Pius NJAWE, combattant de la liberté
de la presse africaine

Raphaël Confiant

Pius NJAW

Il débordait d’une énergie communicative et avait foi dans la mission qu’il s’était donnée: implanter durablement son journal, «Le Messager», dans le paysage médiatique camerounais entièrement entre les mains d’un des derniers dinosaures de la Françafrique, le président Paul Biya. La seule fois où je l’ai rencontré (à Paris, chez le poète camerounais Paul Dakéyo), il revenait d’un énième séjour dans les geôles du tyran de Yaoundé et n’était aucunement prêt ni à baisser les bras ni à se laisser acheter, seules portes de sortie offertes en Afrique aux militants politiques, syndicaux, culturels ou journalistiques. Il m’interrogea sur Aimé Césaire, pour qui il avait une immense affection, et sur l’état de la presse aux Antilles. Pius était quelqu’un d’ouvert, aucunement afrocentriste, persuadé que sa lutte était celle d’abord des Camerounais certes, mais aussi de tous les Africains et de tous les peuples sous domination du monde de quelque couleur qu’ils soient.

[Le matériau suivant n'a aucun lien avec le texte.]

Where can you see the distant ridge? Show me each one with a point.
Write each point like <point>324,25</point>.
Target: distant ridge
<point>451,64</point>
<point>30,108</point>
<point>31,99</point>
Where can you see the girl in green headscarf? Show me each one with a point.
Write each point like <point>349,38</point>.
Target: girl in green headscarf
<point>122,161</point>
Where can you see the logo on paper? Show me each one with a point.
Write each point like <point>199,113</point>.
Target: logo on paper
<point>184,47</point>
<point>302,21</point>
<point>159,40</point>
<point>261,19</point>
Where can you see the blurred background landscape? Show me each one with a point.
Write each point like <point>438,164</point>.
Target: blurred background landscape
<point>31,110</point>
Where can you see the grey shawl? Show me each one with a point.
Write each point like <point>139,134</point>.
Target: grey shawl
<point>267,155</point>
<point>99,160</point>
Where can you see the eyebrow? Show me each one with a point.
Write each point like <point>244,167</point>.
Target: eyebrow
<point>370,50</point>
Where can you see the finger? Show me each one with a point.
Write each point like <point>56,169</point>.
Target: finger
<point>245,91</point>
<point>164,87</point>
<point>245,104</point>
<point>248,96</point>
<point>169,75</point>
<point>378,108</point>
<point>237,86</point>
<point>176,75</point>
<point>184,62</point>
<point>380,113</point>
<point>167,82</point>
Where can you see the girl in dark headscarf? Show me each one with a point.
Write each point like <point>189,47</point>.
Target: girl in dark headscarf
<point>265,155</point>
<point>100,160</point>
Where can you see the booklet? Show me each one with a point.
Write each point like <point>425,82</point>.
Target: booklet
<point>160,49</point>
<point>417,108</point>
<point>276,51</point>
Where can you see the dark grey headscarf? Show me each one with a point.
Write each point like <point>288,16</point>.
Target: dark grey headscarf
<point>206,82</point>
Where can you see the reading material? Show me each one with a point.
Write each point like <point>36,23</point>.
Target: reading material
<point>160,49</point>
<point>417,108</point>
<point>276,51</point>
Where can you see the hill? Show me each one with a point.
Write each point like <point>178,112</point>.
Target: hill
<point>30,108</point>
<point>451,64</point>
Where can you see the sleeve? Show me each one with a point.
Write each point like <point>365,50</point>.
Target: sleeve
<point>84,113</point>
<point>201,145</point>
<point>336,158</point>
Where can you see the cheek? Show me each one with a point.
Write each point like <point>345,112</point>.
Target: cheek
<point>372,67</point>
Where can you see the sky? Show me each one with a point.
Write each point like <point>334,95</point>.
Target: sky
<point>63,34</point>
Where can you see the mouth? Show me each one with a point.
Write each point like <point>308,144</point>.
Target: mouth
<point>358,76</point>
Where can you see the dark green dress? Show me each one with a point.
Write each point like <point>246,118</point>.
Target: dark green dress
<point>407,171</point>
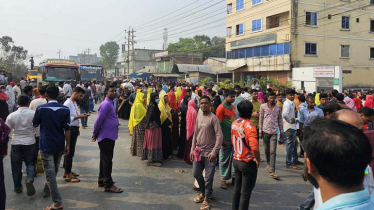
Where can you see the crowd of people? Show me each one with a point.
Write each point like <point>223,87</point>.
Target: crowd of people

Créé au départ avec ses propres fonds et ceux d’amis proches, «Le Messager» est un journal de qualité qui a toujours su privilégier l’analyse de fond en lieu et place de la dénonciation gauchiste et c’est ce qui explique sans doute qu’il n’ait pas pu être interdit par le pouvoir. Mais ce dernier l’a toujours harcelé et tel ou tel numéro était saisi selon les sujets abordés, Pius, quant à lui, faisant régulièrement des séjours en prison. Rien qui puisse entamer sa détermination!

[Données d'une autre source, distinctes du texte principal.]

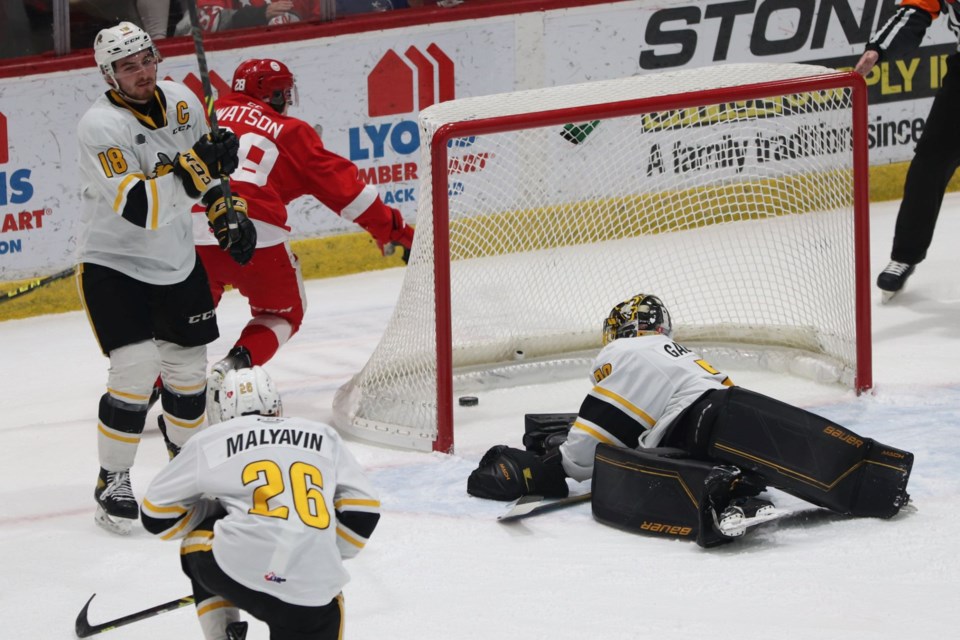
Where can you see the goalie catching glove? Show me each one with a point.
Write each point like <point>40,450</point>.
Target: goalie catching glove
<point>505,473</point>
<point>209,158</point>
<point>241,250</point>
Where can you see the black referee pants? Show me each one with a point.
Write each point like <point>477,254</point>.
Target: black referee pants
<point>936,158</point>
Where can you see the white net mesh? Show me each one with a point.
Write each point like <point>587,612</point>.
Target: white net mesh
<point>739,215</point>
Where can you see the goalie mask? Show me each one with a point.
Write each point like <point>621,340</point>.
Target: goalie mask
<point>640,315</point>
<point>245,392</point>
<point>116,43</point>
<point>267,80</point>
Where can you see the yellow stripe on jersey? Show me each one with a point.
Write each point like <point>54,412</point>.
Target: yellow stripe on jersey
<point>123,395</point>
<point>356,502</point>
<point>113,435</point>
<point>637,411</point>
<point>154,205</point>
<point>171,509</point>
<point>124,188</point>
<point>188,390</point>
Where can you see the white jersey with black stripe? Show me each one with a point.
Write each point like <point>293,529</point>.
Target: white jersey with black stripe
<point>640,385</point>
<point>136,212</point>
<point>297,502</point>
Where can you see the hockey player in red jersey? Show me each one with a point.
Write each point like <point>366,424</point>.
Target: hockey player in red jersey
<point>281,158</point>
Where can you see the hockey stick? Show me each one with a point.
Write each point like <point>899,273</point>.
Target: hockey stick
<point>233,227</point>
<point>84,629</point>
<point>33,285</point>
<point>532,505</point>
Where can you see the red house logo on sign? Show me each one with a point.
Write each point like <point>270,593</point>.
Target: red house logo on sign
<point>219,85</point>
<point>395,87</point>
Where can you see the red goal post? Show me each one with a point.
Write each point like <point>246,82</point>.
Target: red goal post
<point>738,193</point>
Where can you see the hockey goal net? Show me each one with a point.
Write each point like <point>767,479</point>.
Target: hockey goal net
<point>738,194</point>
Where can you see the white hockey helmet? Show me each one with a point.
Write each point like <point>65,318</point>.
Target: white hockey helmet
<point>246,392</point>
<point>116,43</point>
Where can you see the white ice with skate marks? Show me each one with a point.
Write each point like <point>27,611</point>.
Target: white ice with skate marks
<point>440,566</point>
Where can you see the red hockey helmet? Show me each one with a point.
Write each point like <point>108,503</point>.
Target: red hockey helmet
<point>267,80</point>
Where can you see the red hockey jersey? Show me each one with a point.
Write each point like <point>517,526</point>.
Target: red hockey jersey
<point>282,158</point>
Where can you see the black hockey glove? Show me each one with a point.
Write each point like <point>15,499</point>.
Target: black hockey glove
<point>506,474</point>
<point>242,250</point>
<point>544,432</point>
<point>207,159</point>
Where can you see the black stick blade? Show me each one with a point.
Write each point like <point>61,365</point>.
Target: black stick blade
<point>84,629</point>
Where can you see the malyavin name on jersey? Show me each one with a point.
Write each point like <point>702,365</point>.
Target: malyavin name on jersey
<point>266,437</point>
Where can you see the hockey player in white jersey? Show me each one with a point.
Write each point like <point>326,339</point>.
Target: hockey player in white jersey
<point>146,158</point>
<point>267,508</point>
<point>672,446</point>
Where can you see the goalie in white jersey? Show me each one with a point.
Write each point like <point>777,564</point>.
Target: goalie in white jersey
<point>655,425</point>
<point>146,158</point>
<point>267,508</point>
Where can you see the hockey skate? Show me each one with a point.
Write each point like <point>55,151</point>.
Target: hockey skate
<point>237,358</point>
<point>893,278</point>
<point>237,630</point>
<point>743,513</point>
<point>117,507</point>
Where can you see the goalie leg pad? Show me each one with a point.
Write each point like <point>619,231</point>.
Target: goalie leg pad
<point>808,456</point>
<point>661,492</point>
<point>506,474</point>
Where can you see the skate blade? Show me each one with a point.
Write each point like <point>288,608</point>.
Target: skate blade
<point>118,526</point>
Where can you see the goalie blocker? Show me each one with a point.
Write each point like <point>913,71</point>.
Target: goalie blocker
<point>663,491</point>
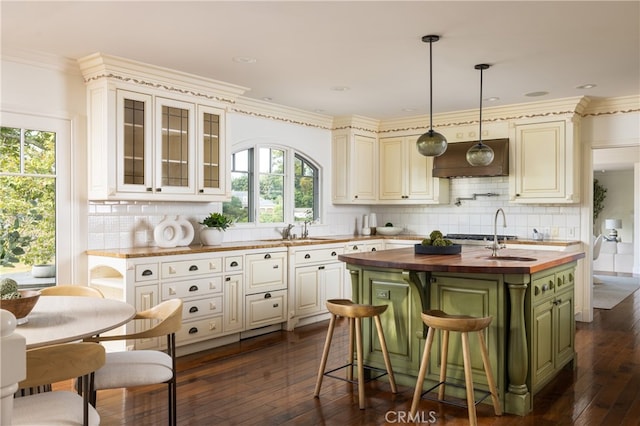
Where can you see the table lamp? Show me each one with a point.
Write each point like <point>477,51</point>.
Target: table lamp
<point>613,225</point>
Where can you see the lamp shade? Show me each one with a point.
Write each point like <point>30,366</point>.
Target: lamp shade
<point>613,223</point>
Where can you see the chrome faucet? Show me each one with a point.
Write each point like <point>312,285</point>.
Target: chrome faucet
<point>495,246</point>
<point>286,232</point>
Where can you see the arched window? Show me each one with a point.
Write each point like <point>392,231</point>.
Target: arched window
<point>273,184</point>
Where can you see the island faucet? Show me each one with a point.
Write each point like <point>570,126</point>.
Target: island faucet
<point>495,246</point>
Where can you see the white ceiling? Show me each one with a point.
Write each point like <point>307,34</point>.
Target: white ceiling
<point>303,49</point>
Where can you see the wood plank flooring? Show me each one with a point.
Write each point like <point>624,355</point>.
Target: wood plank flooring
<point>269,380</point>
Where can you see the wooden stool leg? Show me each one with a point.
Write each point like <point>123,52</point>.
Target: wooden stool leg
<point>487,369</point>
<point>443,363</point>
<point>417,393</point>
<point>352,323</point>
<point>385,354</point>
<point>325,355</point>
<point>468,379</point>
<point>360,363</point>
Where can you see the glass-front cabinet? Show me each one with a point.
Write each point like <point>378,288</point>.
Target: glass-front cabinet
<point>155,140</point>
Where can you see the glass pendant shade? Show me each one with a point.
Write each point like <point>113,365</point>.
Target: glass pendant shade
<point>431,144</point>
<point>480,154</point>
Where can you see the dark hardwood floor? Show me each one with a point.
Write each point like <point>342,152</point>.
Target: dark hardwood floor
<point>269,380</point>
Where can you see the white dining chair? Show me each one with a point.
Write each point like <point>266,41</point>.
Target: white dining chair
<point>51,364</point>
<point>144,367</point>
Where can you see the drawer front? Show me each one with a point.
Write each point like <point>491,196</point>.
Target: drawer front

Il est décédé cette semaine dans un accident de la route, sur une aire de stationnement dans l’état de Virginie, aux Etats-Unis. Les conditions de cet accident sont pour le moins rocambolesques et le FBI  s’est trouvé obligé d’ouvrir une enquête. La Lexus à bord de laquelle il se trouvait a été emboutie de l’arrière par un camion, du côté passager où se trouvait le journaliste, comme par hasard. Le conducteur du véhicule japonais, un ami de Pius, n’a été que blessé.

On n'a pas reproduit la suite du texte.